Step 2: Advanced Best Practices 

Alignment  

  • What is it? Alignment refers to all course components working together to ensure students meet the desired outcomes. Stated simply, the materials in your online course should directly support students in completing your assignments, which should provide evidence to you that they have achieved your course learning outcomes/objectives. 
  • Why should I do it? Alignment ensures that there are no gaps or redundancies in your course, that students are only doing the work that is connected to your course objectives, and that only the most relevant content is included. Aligning your course components also helps to meet QM Standards 2.1, 3.1, 4.1, 5.1, and 6.1 (See the QM Higher Education Standards for the standard descriptions). 
  • How do I do it? To grasp the concept of alignment, consider taking the Applying the Quality Matters Rubric (APPQMR) workshop. Complete the Workshop Interest Form to be notified of the next available workshop. For guided help on designing an aligned course, consult your instructional designer for specific suggestions on what to do to achieve alignment in your course. 

Accessibility 

  • What is it? In online learning specifically, accessibility refers to the extent to which an online course, including materials, the LMS (Learning Management System), etc., is accessible for learners with disabilities. 
  • Why should I do it? University of Toledo policy 3364-50-03 requires that students with disabilities be provided reasonable accommodations to ensure their equal access to course content. An important consideration of accessibility is that it must be provided to students with a documented need, and legal liability and financial penalties can be applied if it is not. 
  • How do I do it? The Accessibility section of the Faculty Resource Center in Blackboard (requires UTAD login) has information about resources and services provided by UToledo Online for helping to make your courses more accessible. The Accessibility Checklist found there can also help to ensure accessibility considerations in your course are addressed. For students who need other types of accessibility support, refer them to the Office of Accessibility and Disability Resources for further assistance. 

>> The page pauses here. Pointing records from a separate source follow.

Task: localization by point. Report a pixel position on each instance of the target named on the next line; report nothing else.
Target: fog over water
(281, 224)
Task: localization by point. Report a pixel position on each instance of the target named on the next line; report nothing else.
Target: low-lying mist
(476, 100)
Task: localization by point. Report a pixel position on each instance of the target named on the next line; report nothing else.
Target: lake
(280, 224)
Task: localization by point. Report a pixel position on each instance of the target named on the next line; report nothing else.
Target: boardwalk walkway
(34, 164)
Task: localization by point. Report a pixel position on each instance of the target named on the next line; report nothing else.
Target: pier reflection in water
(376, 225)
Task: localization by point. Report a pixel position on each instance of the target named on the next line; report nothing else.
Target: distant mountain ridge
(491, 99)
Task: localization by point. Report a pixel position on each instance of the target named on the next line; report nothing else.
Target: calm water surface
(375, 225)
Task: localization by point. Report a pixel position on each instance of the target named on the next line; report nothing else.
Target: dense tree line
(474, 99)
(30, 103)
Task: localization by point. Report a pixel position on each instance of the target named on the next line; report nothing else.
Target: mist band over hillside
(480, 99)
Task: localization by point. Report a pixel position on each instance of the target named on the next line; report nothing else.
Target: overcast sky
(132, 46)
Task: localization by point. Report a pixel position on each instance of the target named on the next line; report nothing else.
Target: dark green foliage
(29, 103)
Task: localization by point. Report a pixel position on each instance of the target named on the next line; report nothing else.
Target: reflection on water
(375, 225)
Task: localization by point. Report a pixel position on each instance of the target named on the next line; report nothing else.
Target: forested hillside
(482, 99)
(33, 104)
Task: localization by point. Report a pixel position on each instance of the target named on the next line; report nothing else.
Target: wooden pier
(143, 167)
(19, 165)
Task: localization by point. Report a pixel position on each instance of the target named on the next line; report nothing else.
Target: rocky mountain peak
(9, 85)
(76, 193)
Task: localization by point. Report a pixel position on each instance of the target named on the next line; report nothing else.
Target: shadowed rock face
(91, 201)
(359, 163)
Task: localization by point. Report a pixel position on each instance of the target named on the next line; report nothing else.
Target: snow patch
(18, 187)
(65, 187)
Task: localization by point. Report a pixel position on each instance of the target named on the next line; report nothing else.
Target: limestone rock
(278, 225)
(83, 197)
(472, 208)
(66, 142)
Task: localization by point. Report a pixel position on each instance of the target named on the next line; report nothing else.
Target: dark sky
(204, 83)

Provide Context for Course Content/Materials 

  • What is it? All items within your course should have a short description to provide students with an explanation of why the item is included and how it supports the outcomes/objectives (what uses they will have for the information). 
  • Why should I do it? To help your students know what to read/listen for when interacting with course content and help them focus on how they will use this information on course assignments. This item also meets QM Standard 4.2, “The relationship between the use of instructional materials in the course and completing learning activities is clearly explained.” 
  • How do I do it? Add a 1-3 sentence description for each content item that identifies: what it is, how students will access it, and how they should use it (e.g., “This is a scholarly article on [topic], and is a downloadable pdf that will open in a new tab. When you read it, pay particular attention to [these topics]. You will use information from this article to complete [name of assignment].” 

Copyright 

  • What is it? Quotes, videos, articles, images, and any other content that you include in your course, should be available for use in the manner you have applied it, be properly cited, and/or you should have clearance to include it in your course. 
  • Why should I do it? Copyrighted materials may require a Fair Use/Copyright assessment to meet the University’s legal obligations. 
  • How do I do it? Consider using Creative CommonsWikimedia Commons, or other websites for open educational resources or public domain content to be certain that you are not infringing on anyone else’s intellectual property. If you are using copyrighted material (such as journal articles, scanned book chapters, etc.) it will be important to assess whether you are following the guidelines of Fair Use. The Instructional Materials section of the Faculty Resource Center in Blackboard (requires UTAD login) and the Fair Use Checklist found there can guide you as you select your learning materials.